This tool may be overused. LEFT JOIN consumes a lot of resources because they contain data that matches NULL data. In some cases, this is inevitable, but the consideration may be very high. Left Join consumes more resources than Inner Join, so if you can rewrite queries so that the query does not use any Left Join, a very considerable return is available (see Figure 1).
Figure 1 query
A technique accelerating using the Query speed of Left Join involves creating a Table data type, inserting all rows in the first table (left on the left side of the left), then update the Table data type using the value in the second table. This technology is a two-step process, but it saves a lot of time compared to standard Left Join. A good rule is to try a variety of different technologies and record the time required for each technology until you have the best performance for your application's execution performance.
When testing the speed of the query, it is necessary to run this query multiple times and then take an average. Because the query (or stored procedure) may be stored in the process cache in SQL Server memory, the first attempt time is like a slight longer, while all subsequent attempts spend shorter time. Also, when you run your query, you may be in touch with the same table. When other queries lock and unlock these tables, you may cause your query to wait. For example, if you update the data in this table, your query may take longer when you update your query. The easiest way to avoid speed reduction when using Left Join is to design the database as much as possible around them. For example, suppose that a product may have a category or there is no category. If the Products table stores its category ID, without the category of a particular product, you can store NULL values in the field. You must then perform Left Join to get all products and their categories. You can create a category that is "No Category", which specifies that the foreign key relationship does not allow NULL values. By performing the above, you can now retrieve all products and categories using Inner Join. Although this seems to be a variable method with excess data, it may be a very valuable technology because it eliminates Left Join that consumes more resources in the SQL batch statement. All in the database can save you a lot of processing time for you. Keep in mind that for your users, even if you have a few seconds, because you have many users who are accessing the same online database application, it will be very significant in these seconds.
Back to top
Flexible use of Cartesol
For this trick, I will introduce very detailed and advocate the use of Cartesol in some cases. For some reasons, Cartin Join has been condemned, and developers are usually not used to use them at all. In many cases, they consume too much resources, causing efficient use. But like any tool in SQL, if you use it correctly, they will also be valuable. For example, if you want to run a query that returns a monthly data (even if a specific month customer does not order), you can easily use the Cartesian product. The SQL in Fig. 2 performs the above operation.

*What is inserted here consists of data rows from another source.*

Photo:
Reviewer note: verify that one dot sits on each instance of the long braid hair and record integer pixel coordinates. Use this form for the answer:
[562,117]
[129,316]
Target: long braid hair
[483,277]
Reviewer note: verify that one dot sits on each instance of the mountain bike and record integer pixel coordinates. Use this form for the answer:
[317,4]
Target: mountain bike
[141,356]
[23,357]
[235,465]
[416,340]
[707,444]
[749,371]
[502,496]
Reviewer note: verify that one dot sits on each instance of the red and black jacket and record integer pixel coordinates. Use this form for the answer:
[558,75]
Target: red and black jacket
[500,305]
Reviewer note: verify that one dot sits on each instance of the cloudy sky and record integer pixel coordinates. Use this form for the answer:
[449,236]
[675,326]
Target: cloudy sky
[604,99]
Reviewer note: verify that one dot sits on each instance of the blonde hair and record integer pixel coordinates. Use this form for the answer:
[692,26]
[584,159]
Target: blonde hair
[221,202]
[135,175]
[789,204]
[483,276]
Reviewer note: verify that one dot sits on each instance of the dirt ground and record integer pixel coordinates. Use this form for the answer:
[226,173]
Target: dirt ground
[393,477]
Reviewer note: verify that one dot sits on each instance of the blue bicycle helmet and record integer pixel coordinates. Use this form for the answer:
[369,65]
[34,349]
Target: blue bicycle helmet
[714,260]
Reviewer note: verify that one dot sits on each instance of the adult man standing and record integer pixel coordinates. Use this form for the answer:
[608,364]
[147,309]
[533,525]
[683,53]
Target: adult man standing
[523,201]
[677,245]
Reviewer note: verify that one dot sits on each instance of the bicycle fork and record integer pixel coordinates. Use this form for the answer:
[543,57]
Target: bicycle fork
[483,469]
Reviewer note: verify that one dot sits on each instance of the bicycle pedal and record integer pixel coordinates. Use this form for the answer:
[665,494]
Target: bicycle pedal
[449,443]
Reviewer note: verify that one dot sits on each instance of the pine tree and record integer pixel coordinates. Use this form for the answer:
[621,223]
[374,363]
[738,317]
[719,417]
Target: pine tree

Although this seems to be no magical, please consider it, if you get a standard Inner Join from the customer to the order (these orders are grouped in a month), only the customer has orders. month. Therefore, you won't get 0 values for the month without ordering any product. If you want to draw a picture for each customer to display each month and the monthly sales, you may want this figure including the month of monthly sales of 0 to intuitively identify these months. If you use SQL in Figure 2, the data will skip the monthly month of $ 0, because in the order table, for zero sales will not contain any rows (assuming that you only store the event).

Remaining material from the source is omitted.